British motorcycle speedway rider

Norman Evans (13 August 1905 – July 1981) was an international motorcycle speedway rider from England. He earned one international cap for the England national speedway team.

== Biography==
Evans, born in Middlesbrough rode in the pioneer years of British speedway beginning his British leagues career riding for Middlesbrough during the 1929 Speedway English Dirt Track League and became the team's captain.

Evans' performances during 1929 were noticed by the Wembley Lions and they signed him for the 1930 Speedway Southern League. The team became the first 'star' team, winning the league and London Cup double and the 1931 league and National Trophy double.

On the formation of the first National League in 1932, Evans helped Wembley claim the treble of league, national trophy and London Cup before Belle Vue Aces arrived on the scene to challenge Wembley's domination. In 1934, Evans was released by Wembley and he was allocated to the Harringay Tigers.

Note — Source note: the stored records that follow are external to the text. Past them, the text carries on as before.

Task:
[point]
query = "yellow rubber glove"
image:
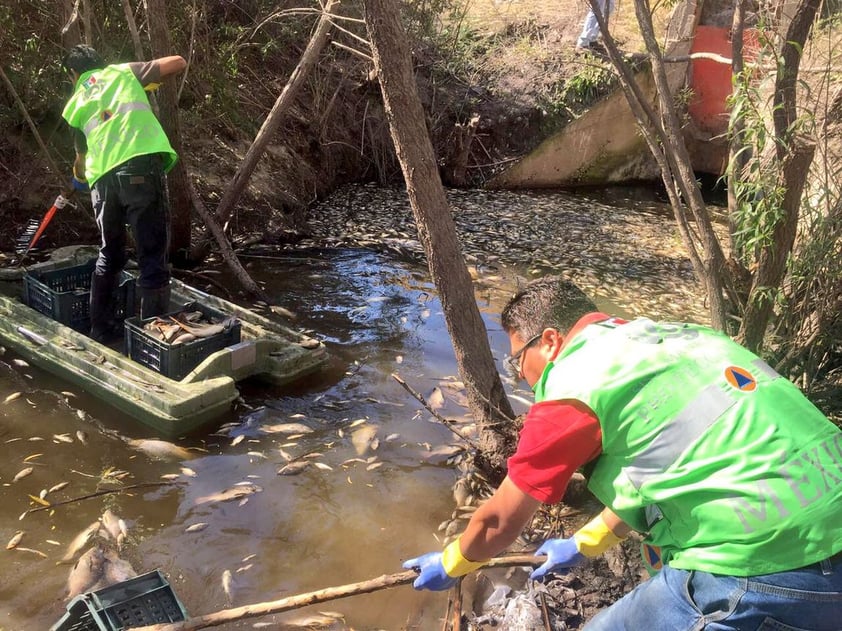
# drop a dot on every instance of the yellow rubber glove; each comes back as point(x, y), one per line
point(595, 537)
point(455, 564)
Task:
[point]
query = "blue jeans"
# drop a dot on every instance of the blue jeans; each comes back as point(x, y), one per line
point(590, 28)
point(807, 599)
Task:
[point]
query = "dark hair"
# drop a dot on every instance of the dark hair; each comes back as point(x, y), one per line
point(548, 302)
point(82, 58)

After starting the 1935 season with Harringay, he went on to ride for Wembley again, but at the end of August joined the New Cross Lambs.

Evans spent two more seasons with New Cross, known as the Tamers in 1936 and the Rangers in 1937, where he won the London Cup with the latter. During the 1938 season and 1939 season he won three more trophies with Wimbledon Dons.

World War II robbed Evans of six years of racing before he joined Newcastle Brough for the 1946 Speedway Northern League. He was still able to score heavily in the second division with Newcastle from 1946 to 1948.

Evans' final season was in 1949, when he captained the newly formed Ashfield Giants in Glasgow. His retirement was prompted by a crash he was involved in during September 1949, that injured eight spectators when two bikes tangled together.